In this capstone course, Students investigate mathematics from a variety of fields and choose a topic for a mathematics project in their Field of Application. Mathematical methods for analysis, modeling, prediction, and/or problem solving are discussed. Students demonstrate knowledge of a substantial area of mathematics and present their work at a department seminar or the Connected Learning Symposium.

MATH499 - Internship

The internship seminar is a work or research experience where students combine theory and practice.

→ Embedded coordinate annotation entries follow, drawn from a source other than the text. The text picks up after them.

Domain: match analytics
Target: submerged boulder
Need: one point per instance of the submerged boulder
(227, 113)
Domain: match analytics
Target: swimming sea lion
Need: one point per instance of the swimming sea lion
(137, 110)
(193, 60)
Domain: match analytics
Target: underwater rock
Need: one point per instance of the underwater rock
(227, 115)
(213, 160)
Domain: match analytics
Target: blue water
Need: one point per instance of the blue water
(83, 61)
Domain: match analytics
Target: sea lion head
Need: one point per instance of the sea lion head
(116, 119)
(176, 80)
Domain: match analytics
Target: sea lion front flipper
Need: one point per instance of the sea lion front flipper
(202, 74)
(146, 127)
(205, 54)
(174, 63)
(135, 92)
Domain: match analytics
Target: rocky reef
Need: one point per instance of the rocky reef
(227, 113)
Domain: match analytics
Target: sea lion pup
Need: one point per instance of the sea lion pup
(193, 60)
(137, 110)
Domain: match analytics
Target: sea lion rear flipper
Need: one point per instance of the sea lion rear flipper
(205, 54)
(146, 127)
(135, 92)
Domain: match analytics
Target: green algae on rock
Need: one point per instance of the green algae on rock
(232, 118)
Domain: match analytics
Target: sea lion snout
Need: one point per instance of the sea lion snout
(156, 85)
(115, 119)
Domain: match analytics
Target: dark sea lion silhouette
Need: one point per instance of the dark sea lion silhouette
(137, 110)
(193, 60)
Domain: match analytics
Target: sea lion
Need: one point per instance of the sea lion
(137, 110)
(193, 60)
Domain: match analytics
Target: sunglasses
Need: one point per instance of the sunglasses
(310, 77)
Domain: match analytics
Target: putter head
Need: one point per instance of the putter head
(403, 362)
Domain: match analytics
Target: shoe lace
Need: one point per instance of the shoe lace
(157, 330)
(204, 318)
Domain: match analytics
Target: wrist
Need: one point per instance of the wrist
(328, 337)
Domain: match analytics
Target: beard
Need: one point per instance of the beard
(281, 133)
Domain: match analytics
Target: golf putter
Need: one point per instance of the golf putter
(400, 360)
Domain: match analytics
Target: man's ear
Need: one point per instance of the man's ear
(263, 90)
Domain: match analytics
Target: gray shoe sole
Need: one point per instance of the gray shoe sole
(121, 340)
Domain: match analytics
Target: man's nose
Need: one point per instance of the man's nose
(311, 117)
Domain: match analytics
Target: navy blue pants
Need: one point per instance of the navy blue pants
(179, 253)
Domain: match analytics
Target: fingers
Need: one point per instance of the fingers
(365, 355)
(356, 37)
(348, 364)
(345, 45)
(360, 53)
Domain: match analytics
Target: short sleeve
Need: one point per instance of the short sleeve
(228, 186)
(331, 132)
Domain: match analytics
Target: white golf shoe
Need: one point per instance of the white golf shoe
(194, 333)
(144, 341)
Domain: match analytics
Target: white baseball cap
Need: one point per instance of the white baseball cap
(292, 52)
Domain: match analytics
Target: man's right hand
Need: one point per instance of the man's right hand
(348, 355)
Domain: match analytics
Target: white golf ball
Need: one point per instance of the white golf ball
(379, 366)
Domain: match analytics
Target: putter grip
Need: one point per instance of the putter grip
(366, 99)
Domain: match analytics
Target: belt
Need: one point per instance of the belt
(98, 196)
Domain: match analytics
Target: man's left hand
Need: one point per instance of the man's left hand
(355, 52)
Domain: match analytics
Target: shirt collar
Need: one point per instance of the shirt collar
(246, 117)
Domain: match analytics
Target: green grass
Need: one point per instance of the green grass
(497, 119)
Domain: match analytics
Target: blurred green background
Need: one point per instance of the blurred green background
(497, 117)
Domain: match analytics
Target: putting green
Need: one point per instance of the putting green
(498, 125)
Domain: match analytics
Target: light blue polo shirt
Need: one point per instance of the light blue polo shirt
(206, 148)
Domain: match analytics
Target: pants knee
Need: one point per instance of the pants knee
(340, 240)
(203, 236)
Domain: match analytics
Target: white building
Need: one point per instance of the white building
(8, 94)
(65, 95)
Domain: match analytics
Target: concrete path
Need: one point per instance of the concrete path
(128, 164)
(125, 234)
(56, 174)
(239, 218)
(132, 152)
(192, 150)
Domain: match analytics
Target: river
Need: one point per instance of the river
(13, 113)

PHYS111 - General Physics I (KP)

This is the first semester of a one-year course that surveys the field of physics at a non-calcu­lus level. Topics include motion in one and two dimensions, force, uniform circular motion, work and energy, and statics of rigid bodies. The laws of thermodynamics are introduced. Laboratory experiments are conducted to complement the material covered in lecture. Prerequisite: MATH 203 or equivalent with a grade of C or better. Corequisite: PHYS111L, PHYS111R.

PHYS112 - General Physics II (KP)

This is a continuation of PHYS111. Topics include waves motion, electric potential, electric current, resistance, capacitance, and magnetism. Geometrical and wave optics are introduced. Atomic and quantum theory are also included. Laboratory experiments are conducted to com­plement the material covered in lecture. Prerequisite: PHYS 111 with a C or better. Corequisite: PHYS112L, PHYS112R.